The arrest and brutalization of over 100 pro-Palestinian Columbia students is the worst act of violence on our campus in decades. The moment Columbia asked the NYPD to arrest hundreds of student protestors, our university normalized a culture in which political differences are met with violence and hostility. Our so-called “antisemitism task force” recommended a law-and-order crackdown, but Columbia applies force unevenly depending on whether protestors support Israel. In January, 15 students were hospitalized after two former Israeli soldiers allegedly used a chemical weapon to attack pro-Palestine protestors with few consequences. As we write this, Israeli students passing by call us “animals” in Hebrew because they think none of us will understand — reminiscent of Israeli Defense Minister Yoav Gallant’s remarks that Palestinians in Gaza are “human animals.” 

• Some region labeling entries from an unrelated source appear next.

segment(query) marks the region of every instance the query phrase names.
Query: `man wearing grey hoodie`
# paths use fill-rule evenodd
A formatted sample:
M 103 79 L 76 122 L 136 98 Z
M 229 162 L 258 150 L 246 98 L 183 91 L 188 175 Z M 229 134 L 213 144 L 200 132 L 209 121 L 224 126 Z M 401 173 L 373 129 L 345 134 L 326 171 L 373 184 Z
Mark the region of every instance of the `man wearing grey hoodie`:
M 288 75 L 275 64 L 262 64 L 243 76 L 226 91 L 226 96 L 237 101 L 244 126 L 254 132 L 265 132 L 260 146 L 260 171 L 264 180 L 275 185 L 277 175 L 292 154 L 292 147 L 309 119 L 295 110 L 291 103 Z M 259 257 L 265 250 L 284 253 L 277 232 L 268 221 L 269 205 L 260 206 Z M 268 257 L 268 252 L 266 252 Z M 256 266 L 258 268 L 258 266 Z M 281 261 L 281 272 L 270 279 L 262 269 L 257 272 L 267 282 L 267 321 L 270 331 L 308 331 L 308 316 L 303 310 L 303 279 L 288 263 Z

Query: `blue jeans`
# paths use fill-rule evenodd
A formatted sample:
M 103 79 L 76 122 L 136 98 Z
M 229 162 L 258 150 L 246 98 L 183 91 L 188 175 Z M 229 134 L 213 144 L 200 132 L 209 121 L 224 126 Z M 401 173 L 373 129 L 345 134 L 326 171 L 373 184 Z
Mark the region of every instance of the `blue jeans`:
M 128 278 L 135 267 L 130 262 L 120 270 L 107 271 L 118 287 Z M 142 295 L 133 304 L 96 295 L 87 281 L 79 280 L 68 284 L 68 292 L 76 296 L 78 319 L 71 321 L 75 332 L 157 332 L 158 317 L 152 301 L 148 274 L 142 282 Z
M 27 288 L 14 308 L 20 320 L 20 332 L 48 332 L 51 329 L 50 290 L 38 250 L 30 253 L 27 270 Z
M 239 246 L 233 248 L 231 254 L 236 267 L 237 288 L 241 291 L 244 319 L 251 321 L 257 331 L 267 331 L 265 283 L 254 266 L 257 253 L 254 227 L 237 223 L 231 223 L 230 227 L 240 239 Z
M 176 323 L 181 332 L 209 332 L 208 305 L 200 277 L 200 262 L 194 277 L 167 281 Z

To squelch dissent, Columbia has created a miniature militarized police state on our campus — a microcosm of the apartheid state in which Palestinians live — where there is no free speech and checkpoints restrict movement at every turn. In-person learning has been canceled, students wear hoods and face coverings outdoors for fear of being tracked by facial recognition cameras used as evidence in Columbia’s kangaroo courts, and faculty under lockdown cannot enter their office buildings to do their research without a security escort. 

Columbia is taking extraordinary measures to protect its investments in companies that profit from war and apartheid at the expense of students. Luckily, there is a solution. First, politicians and the media must not be baited by the vicious smears and distortions peddled by the backers of Israel and its far-right government. Second, alumni, donors, professors, students and parents with a connection to Columbia must call on the university to concede to campers’ three demands: divestment, financial transparency and full amnesty for faculty and students like us.

Finally, members of other universities should follow our lead and erect their own Gaza Solidarity Encampments. We will not rest until every university divests from genocide and Palestine is free.

J.S. King is a student at Columbia University. Soph Askanase is a student at Barnard College. Lea Salim is a student at Barnard College.